Unused image layers can still remain as blobs. This is why the registry folder size may not decrease right after deleting images from the UI.
To actually clean the old data, Docker Registry needs garbage collection.
Running Garbage Collection Safely
Before running garbage collection, there should be no active image push or deployment process using the registry.
The Registry UI can be stopped temporarily:
docker stop app-registry-ui
Then the registry configuration can be checked:
docker exec -it app-registry sh -lc 'cat /etc/docker/registry/config.yml'
After that, run a dry-run first:
docker exec -it app-registry registry garbage-collect --dry-run /etc/docker/registry/config.yml
Dry-run is important because it shows what would be cleaned without deleting anything.
If the dry-run result looks safe, run the real garbage collection:
docker exec -it app-registry registry garbage-collect --delete-untagged /etc/docker/registry/config.yml
After the process is finished, restart the registry and start the UI again:
docker restart app-registry docker start app-registry-ui
Result After Registry Cleanup
After the registry cleanup was completed, the result was significant.
Before cleanup, the server storage was around:
89G out of 96G
After cleanup, the dashboard showed storage usage at around:
61 GiB out of 97 GiB
This means around 28GB was recovered.
It proved that the Docker Registry had kept many old image layers that were no longer needed.
Lessons Learned from This Case
There are a few important lessons from this case.

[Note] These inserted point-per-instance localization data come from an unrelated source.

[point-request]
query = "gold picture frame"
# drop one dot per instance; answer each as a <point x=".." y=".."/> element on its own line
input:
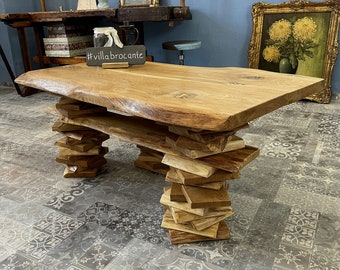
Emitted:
<point x="278" y="29"/>
<point x="138" y="3"/>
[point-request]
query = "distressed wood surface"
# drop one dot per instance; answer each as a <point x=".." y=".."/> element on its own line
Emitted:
<point x="217" y="99"/>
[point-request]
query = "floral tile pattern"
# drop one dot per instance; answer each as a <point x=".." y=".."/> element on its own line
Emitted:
<point x="286" y="203"/>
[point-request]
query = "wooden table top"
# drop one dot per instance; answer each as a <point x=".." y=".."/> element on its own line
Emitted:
<point x="217" y="99"/>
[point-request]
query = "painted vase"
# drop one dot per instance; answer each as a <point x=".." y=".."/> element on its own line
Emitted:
<point x="286" y="67"/>
<point x="103" y="4"/>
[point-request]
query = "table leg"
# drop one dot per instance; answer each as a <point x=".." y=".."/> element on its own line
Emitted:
<point x="197" y="201"/>
<point x="198" y="164"/>
<point x="80" y="149"/>
<point x="24" y="49"/>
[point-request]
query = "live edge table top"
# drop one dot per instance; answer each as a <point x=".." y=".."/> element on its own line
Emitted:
<point x="217" y="99"/>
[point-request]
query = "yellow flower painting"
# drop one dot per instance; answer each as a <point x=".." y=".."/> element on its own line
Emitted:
<point x="292" y="39"/>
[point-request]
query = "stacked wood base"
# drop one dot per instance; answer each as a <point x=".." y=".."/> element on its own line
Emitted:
<point x="198" y="164"/>
<point x="197" y="201"/>
<point x="81" y="147"/>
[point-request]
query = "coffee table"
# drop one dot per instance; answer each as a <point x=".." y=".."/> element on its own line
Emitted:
<point x="184" y="119"/>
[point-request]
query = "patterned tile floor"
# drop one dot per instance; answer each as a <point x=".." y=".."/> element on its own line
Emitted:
<point x="287" y="202"/>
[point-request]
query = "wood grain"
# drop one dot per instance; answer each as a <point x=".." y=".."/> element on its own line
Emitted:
<point x="216" y="99"/>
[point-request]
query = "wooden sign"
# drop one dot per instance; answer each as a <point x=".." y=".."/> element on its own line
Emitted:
<point x="138" y="3"/>
<point x="86" y="4"/>
<point x="134" y="55"/>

First, full storage is not always caused by databases or file uploads. On a server using a private Docker Registry, old Docker images can also consume a lot of disk space.

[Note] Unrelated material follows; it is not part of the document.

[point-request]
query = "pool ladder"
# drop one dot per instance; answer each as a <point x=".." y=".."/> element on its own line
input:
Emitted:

Second, deleting images from Registry UI is not always enough. To remove the physical files, Docker Registry needs garbage collection.
Third, log cleanup is still useful, but its impact is usually smaller than registry cleanup or application upload cleanup.
Fourth, do not manually delete the registry data folder unless the goal is to reset the whole registry. The safer flow is:
delete old tags/images from Registry UI run garbage collect dry-run run real garbage collect restart registry check storage
Short Maintenance Command for Next Time
For regular maintenance, the flow can be simplified like this:
# stop UI temporarily docker stop app-registry-ui # run garbage collect docker exec -it app-registry registry garbage-collect --delete-untagged /etc/docker/registry/config.yml # restart registry and UI docker restart app-registry docker start app-registry-ui # check result df -h sudo du -sh /apps/app-datas/registry/data
This command should be run when there is no active deployment or image push to the registry.
Conclusion
Docker Registry cleanup can have a big impact on a VPS that is almost full.
In this case, the investigation started from df -h, continued with checking large folders using du, cleaning logs, and finally cleaning Docker Registry using Registry UI and garbage collection.
The result was significant. Storage usage dropped from around 89G to 61G. The server became much safer, and the decision to extend storage or migrate to a new VPS could be postponed.
For the long term, the registry should be cleaned regularly. Meanwhile, application upload files such as sane/storage/uploads should be considered for migration to Object Storage.